Она замолчала, глядя перед собой остановившимися глазами. Но… но он уже видел такой взгляд, у Андрея, там, на станции…

— Женя!! — он дёрнул её за руки, грудью налёг на её колени. — Женя!

Она очнулась, опустила глаза и горько улыбнулась.

— Белая Смерть не один человек, Эркин. Их много.

— Женя, ну… ну я останусь…

Она покачала головой и не то чтобы убрала руки, а так повернула их, что не он, а она держала его пальцы в своих.

— Нет, Эркин. Я не могу, не хочу держать тебя. Ты свободный человек.

— Женя, я вернусь. Это до осени. До жухлой травы. Поверь мне, я вернусь.

Она грустно улыбнулась.

— Верю. Конечно, верю, — она мягко высвободила руки, сильно потёрла ладонями лицо, встала. — Надо собрать тебя.
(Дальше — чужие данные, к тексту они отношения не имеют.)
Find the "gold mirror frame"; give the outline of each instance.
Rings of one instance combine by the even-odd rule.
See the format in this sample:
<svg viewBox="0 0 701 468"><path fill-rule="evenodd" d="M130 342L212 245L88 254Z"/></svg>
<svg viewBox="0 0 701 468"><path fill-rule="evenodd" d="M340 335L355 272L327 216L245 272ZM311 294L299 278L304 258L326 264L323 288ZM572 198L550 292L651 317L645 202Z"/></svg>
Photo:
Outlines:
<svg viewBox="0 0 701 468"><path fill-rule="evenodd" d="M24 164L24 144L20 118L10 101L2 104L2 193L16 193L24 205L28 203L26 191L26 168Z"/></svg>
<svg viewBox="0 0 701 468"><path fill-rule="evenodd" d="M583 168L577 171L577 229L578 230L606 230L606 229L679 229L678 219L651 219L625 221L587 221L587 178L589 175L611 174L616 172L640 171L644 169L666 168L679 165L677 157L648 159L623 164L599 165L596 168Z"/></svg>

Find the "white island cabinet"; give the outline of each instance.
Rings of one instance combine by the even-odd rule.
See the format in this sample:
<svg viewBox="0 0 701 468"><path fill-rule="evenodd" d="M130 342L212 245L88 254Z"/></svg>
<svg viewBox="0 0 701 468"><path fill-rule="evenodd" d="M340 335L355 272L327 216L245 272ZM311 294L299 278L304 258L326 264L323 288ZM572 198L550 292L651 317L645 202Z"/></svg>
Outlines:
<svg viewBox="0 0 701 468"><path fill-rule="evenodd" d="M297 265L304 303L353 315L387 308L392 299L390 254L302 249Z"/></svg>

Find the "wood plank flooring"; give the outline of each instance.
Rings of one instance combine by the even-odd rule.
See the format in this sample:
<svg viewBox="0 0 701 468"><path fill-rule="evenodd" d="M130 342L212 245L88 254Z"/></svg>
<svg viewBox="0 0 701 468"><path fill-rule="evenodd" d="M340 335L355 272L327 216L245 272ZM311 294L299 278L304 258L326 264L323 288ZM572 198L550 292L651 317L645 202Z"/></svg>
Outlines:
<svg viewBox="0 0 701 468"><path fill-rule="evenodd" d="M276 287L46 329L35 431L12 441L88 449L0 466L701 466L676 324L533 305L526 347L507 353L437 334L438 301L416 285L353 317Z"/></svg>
Он, по-прежнему стоя на коленях, смотрел на неё снизу вверх.

— Встань, — попросила она. — Не надо так стоять. Встань.

Он медленно встал, подобрал рубашки, скомкал их. А Женя уже поцеловала Алису, переоделась и захлопотала. Отобрала у него рубашки, поставила чайник, пересмотрела отобранное им в дорогу и велела тёмную рубашку оставить дома, и штаны, а ехать в клетчатой и джинсах.

— Джинсы как раз для этого, а штаны ты о седло сразу протрёшь. И ещё одно полотенце возьми. Вафельное.

— Нет, — он откашлялся, восстанавливая голос. — Тканевое лучше. Чтоб не спрашивали.

— Полотняное, — поправила она. — Обойдёшься одним?

— Да.

— Мыло ещё.

— Я купил.

— Одного куска мало. Возьми личного.

— Нет. Цветным такого не продают.

— Майки не берёшь?

— Я их не ношу всё равно.

Короткие простые фразы, сталкивающиеся у вещей руки.